Today's flashback doodle from 2019's April A to Z Challenge is in honor of the fact that Astrid loves cookies. As in, dog cookies from our local pet store.
Tip of the Day
Whether you feed the wildlife in the warm months as well as the cold months, be sure to take your furbaby into consideration when placing feeders and food. We often of course want our kitties and pups to be able to see their Bird TV and Squirrel TV, but that at the same time, too close of proximity can cause problems. This is especially the case for our furbabies who go outdoors. If feeders are placed where outdoor dogs and cats can easily access them, the wildlife can of course be scared off or preyed upon. What's more, there's the chance that the outdoor pups and kitties themselves can be negatively affected by close proximity to the wildlife and their feeders
First, birdseed can pose some dangers to dogs and even cats. If consumed, there is a chance that a dog or cat can become blocked by consuming too much food intended for the wildlife. In addition, it could be possible for birdseed to ferment inside a dog or cat's stomach, and thereby cause bloat, which can be a very serious condition. Another concern is if birdseed molds, which can then have toxic effects if ingested by a pup or kitty.
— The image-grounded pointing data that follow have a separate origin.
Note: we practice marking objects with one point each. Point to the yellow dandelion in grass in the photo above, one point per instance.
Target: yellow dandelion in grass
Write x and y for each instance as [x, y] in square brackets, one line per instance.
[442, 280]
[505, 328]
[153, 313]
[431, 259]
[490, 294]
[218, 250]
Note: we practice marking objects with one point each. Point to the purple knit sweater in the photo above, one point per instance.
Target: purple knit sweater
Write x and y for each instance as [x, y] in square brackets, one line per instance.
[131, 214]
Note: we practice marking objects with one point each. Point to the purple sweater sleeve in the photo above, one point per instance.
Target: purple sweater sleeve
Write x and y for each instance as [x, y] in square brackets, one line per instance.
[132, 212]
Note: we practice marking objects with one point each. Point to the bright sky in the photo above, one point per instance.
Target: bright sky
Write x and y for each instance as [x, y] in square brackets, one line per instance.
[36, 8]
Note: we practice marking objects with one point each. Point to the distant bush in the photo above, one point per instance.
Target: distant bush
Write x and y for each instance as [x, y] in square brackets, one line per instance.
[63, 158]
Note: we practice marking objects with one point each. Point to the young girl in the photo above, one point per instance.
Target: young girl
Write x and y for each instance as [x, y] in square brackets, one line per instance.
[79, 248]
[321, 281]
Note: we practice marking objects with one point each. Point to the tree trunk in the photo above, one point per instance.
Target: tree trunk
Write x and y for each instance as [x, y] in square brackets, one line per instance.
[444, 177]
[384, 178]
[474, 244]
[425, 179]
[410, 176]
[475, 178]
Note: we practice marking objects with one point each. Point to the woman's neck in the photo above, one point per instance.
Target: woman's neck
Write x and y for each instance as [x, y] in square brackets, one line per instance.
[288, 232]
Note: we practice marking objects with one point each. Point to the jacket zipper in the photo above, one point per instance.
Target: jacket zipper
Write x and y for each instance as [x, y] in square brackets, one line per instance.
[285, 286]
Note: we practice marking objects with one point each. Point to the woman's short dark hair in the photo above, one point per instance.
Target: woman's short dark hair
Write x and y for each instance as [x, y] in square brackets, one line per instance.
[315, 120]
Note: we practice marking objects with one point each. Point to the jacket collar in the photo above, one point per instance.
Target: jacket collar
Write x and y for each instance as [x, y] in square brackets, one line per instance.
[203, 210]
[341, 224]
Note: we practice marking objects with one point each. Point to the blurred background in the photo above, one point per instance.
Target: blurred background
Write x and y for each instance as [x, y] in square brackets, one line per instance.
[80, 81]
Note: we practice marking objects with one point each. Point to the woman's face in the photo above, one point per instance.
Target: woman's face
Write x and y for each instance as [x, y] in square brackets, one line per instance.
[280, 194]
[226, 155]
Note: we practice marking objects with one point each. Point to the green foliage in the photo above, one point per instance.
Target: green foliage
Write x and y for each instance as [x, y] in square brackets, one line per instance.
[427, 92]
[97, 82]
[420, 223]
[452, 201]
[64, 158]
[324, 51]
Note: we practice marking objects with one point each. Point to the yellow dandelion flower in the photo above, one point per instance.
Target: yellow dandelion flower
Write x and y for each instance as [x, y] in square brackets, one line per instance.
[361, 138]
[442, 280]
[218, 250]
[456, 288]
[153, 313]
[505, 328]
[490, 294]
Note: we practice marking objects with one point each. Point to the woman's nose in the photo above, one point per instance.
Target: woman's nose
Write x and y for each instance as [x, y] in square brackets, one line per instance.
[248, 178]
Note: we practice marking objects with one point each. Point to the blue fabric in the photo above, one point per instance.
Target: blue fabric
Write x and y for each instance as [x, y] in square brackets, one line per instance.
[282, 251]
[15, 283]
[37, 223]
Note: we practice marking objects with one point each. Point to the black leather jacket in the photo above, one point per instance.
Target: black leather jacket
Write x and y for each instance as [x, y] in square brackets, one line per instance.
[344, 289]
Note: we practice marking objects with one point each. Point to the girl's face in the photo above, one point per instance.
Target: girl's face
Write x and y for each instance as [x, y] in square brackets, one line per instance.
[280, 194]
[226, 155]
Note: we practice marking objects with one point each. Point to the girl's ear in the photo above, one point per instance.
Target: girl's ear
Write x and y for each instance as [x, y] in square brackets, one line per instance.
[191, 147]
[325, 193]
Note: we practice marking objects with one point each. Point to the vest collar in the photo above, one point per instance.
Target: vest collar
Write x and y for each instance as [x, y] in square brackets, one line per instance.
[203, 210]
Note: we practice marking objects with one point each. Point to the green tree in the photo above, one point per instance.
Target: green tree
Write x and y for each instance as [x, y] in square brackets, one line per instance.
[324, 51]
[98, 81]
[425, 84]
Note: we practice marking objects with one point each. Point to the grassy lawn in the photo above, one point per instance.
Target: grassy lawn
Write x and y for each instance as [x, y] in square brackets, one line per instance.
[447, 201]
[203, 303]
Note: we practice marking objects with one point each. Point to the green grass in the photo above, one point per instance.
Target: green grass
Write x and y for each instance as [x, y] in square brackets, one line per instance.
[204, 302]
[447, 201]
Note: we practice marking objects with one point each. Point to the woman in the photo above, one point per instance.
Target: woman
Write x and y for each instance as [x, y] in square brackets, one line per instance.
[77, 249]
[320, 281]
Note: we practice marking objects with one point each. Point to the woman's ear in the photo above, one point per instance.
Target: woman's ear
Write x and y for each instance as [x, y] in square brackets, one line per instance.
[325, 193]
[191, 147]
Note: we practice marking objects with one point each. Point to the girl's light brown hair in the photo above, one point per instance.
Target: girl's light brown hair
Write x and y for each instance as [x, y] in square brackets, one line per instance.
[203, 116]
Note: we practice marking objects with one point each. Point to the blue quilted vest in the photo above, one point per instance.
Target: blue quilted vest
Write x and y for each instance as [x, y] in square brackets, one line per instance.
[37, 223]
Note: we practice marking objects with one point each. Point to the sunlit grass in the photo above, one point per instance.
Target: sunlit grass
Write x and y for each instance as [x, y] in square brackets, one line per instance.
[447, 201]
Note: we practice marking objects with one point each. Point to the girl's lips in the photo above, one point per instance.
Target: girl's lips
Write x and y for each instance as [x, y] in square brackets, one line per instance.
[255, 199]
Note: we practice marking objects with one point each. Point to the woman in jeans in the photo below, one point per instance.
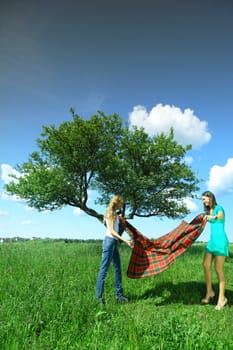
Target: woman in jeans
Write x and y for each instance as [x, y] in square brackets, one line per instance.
[110, 251]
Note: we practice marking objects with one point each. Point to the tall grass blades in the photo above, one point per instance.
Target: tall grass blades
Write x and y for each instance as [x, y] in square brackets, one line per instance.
[47, 302]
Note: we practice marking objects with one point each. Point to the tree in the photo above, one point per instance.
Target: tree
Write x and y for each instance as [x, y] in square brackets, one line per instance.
[102, 154]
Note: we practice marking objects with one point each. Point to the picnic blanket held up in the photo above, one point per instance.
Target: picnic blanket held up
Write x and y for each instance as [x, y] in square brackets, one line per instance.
[152, 256]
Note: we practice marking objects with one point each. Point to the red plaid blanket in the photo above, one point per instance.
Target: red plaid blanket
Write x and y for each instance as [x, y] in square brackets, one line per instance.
[150, 257]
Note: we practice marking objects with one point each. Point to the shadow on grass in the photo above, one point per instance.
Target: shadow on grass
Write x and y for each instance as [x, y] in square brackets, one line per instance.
[188, 293]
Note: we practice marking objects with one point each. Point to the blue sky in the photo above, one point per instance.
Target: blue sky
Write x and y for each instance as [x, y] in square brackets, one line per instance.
[156, 63]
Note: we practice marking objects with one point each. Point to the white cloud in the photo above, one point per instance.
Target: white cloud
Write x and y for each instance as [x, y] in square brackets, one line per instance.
[221, 178]
[188, 129]
[193, 207]
[27, 222]
[7, 170]
[3, 213]
[188, 160]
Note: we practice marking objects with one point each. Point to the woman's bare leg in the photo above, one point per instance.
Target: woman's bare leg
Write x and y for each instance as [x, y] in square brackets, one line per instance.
[208, 277]
[219, 267]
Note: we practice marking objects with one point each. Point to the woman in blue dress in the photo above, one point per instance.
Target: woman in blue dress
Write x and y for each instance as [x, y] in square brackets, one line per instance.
[216, 249]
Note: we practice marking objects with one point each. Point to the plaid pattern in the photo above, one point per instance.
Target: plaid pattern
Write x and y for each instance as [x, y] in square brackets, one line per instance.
[151, 257]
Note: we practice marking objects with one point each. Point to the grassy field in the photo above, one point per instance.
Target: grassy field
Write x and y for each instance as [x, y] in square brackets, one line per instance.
[47, 302]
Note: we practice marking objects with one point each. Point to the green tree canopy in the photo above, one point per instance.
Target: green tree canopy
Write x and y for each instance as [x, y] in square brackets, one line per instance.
[104, 155]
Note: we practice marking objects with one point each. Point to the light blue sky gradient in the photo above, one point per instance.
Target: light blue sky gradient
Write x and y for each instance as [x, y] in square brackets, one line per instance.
[156, 63]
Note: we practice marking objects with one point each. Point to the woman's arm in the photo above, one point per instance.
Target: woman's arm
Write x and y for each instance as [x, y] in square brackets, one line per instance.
[115, 234]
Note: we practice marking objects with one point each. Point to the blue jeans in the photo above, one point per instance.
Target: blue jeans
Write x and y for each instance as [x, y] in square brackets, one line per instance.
[110, 254]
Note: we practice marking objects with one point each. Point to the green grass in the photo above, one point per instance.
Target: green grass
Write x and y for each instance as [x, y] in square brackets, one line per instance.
[47, 302]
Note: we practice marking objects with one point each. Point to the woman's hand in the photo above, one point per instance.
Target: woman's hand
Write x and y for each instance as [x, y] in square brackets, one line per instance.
[130, 243]
[210, 217]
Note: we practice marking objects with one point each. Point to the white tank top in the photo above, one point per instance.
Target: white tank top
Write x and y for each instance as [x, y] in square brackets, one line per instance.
[116, 228]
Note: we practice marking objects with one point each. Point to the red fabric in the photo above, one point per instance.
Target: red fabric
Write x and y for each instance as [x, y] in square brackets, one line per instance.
[151, 257]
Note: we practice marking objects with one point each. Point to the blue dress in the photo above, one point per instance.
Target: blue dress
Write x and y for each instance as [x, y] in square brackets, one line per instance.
[218, 243]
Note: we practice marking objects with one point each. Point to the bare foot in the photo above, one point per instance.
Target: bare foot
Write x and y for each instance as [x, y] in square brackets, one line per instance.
[208, 298]
[221, 304]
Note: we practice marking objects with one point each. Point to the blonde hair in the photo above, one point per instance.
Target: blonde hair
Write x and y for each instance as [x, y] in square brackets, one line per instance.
[112, 207]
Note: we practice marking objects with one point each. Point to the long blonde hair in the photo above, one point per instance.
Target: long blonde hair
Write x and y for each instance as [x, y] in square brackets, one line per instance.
[112, 207]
Second, the wildlife themselves can pose risks to our furbabies, just as they can pose risks to the wildlife. For example, the feces of some wildlife might contain parasites that could infect our kitties or pups if ingested. Parasites and other issues can also arise if certain critters themselves are caught and consumed. Some wildlife also carry transmittable diseases, which in some cases might affect our furbabies, or which our furbabies can pass to us from wildlife with which they come into contact.
So, the long and the short of it is to always be aware of where place feeders and food for the wildlife. Many of us do enjoy feeding those outdoors critters, but we also must keep our own furbabies safe. Of course, the wildlife wouldn't mind a bit of safety from curious pups and kitties as well.